How we did it

How we tested the various unified messaging platforms.

Each vendor invited to the unified messaging evaluation was asked to bring a complete IP-PBX, Exchange Server 2000 or above, and at least two end points - hard phones or soft phones. We also required them to bring the applications and/or servers to support text-to-speech as well as voice recognition that would be used in our testing.

To evaluate the UM packages' TTS capabilities we created and delivered a battery of test e-mails. These contained varying degrees of misspellings, phonetic spellings and abbreviations, along with messages with text bodies in German, French and Spanish.

We provided a client laptop, for the vendor to use - a 2.4-GHz Compaq Presario 2500 with Microsoft's XP SP2, and Outlook 2000. This laptop was used for the evaluation of the installation and use of the vendor's client software (typically these were Outlook plug-ins). Our test bed provided an analog telephone line, connected to the vendors' IP-PBX, to create the test voice mails used in our evaluations. The client laptop in our test bed was outfitted with external speakers and an external microphone to examine the recording and playback quality.

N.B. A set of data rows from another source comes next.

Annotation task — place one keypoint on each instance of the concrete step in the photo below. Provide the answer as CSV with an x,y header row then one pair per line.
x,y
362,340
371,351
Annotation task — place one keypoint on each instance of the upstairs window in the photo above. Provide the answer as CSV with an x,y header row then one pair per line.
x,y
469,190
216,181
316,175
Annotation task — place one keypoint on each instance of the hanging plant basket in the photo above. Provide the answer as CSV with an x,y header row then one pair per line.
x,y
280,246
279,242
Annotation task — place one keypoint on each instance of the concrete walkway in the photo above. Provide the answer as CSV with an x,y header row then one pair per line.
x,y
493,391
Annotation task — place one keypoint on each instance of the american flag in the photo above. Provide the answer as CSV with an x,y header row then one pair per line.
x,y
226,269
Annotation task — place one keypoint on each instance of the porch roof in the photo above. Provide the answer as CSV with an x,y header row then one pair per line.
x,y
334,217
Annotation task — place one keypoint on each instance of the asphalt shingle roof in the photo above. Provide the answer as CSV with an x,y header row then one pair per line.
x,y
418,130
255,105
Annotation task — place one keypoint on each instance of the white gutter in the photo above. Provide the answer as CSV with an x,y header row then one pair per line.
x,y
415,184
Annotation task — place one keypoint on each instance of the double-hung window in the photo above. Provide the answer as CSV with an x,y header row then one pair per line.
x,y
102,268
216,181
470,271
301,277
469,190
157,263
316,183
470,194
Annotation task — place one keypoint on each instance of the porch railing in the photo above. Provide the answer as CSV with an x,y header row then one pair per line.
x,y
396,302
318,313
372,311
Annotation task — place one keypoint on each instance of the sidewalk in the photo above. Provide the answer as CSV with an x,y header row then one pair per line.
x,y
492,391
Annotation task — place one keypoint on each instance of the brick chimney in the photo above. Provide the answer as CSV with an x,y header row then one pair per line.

Forty percent of the evaluation focused on the interfaces offered to users for access to unified messaging. We assessed all supported interfaces, including the classical "e-mail in-box-based" access, Web-based interfaces and the next generation of telephone user interface.

After user interfaces, 30% of the evaluation's weighting went to configuration and architecture. Here we assessed the UM package in terms of: number and mix of servers required to deliver all the key functions; scalability; support for different underlying PBXs; and voice mail encoding settings, in terms of bandwidth and storage.

Then 20% was allotted for "features" - notable special or unique aspects or offerings that distinguish the UM package. Among noteworthy features we observed were: broad support for different languages; fax integration; and the ability to tailor or customize voice and audio interfaces.

Finally, a small amount of the evaluation, 10%, was allotted for installation and integration. We focused mainly on the client environment, installing the plug-ins into Outlook and working in the Microsoft desktop environment. We also tested top-level interfaces for administering the various components of the UM package.